Antonio é um dos amigos que fiz por aqui, é de uma cidade vizinha chamada Roccasecca. É formado em pedagogia e seu sonho é ir morar em algum país da américa latina.
Desde que voltou a fazer academia queria correr para perder uns quilinhos mas não tinha companhia. Sábado, já no final da tarde, passou aqui em casa para corrermos juntos.
Fomos de carro até um ponto, estacionamos e começamos a correr. Foram vinte e cinco minutos até sua casa, onde paramos por uns cinco minutos, tomamos uma água e voltamos a correr em direção ao carro. Aqui o terreno é todo cheio de subidas e descidas e poucos minutos já são sufucientes para deixar cansado. Mais vinte e cinco minutos e chegamos ao carro novamente. Fizemos um pouco de alongamento e na hora de entrar no carro ele vira e me diz:
– Me dá a chave do carro.
– Não está comigo.
– Como não? Eu entreguei pra você.
– Mas eu te devolvi para você abrir a porta da sua casa!

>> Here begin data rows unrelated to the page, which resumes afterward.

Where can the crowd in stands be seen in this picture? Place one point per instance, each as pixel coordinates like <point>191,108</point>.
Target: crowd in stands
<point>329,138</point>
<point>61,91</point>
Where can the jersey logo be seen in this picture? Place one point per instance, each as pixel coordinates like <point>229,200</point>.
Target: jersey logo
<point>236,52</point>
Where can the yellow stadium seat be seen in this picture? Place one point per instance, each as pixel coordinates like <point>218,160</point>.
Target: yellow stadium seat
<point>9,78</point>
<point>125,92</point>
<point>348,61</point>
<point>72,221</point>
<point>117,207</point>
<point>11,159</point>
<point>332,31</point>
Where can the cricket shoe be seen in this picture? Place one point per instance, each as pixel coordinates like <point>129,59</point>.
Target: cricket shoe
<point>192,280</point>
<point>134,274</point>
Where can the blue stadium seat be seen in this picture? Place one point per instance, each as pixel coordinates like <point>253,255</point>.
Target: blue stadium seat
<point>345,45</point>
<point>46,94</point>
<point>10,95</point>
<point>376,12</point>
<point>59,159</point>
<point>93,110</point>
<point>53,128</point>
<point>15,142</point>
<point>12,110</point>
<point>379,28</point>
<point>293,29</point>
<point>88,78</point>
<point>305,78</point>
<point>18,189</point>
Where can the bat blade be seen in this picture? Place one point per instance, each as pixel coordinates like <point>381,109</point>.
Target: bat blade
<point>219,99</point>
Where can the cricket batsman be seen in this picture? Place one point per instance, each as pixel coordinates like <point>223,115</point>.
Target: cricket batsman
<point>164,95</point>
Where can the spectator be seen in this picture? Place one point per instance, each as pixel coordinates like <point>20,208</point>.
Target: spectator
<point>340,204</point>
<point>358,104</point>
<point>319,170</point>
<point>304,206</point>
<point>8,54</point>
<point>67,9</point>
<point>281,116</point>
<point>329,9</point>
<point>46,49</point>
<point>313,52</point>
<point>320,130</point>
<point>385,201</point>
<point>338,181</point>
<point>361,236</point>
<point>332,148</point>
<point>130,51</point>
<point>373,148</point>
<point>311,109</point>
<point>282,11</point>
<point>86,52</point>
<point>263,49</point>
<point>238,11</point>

– Mas quando saímos você não pegou?
– Por que eu pegaria? A chave estava com você!
– Eu deixei em cima da mesa…
Estávamos estacionado em uma estrada deserta no alto da montanha, exaustos e sem a chave do carro. Pra piorar já estava escuro e nenhum de nós havia pego o celular pra que não incomodasse no bolso.
– E agora, o que fazemos? – perguntou Antonio com esperança de que eu tivesse alguma idéia.
– Vamos voltar à sua casa a pé mesmo.
– Mas já está escuro, é perigoso por causa dos carros. Essas estradas não tem iluminação e são muito estreitas.
Enquanto pensavamos, parou um carro a uns vinte metros de nós. Resolvemos ir até ele pedir ajuda.
– Antonio, fala você porque se ouvirem meu sotaque estrangeiro vão achar que somos assaltantes…
– Mas o que a gente fala?
– A verdade…
Falamos com o rapaz que estava no carro que, muito gentilmente, se dispôs a nos levar até a casa de Antonio. Ele tinha parado ali para pegar sua namorada, e quando a garota entrou no carro descobrimos que coincidentemente ela conhecia Rita e Rocco.
– Ah! Então você é o rapaz brasileiro que está morando na casa da tia do Simone?
– Sim, eu mesmo.
Conversamos um pouco e logo chegamos. Fomos recebidos pelo pai de Antonio enfurecido:
– Mas o que aconteceu? Eu chego em casa e encontro seu celular e a chave do carro em cima da mesa, mas você e nem o carro não estavam aqui!?
Depois de esclarecer tudo, ele nos levou novamente até o carro e finalmente consegui voltar para casa.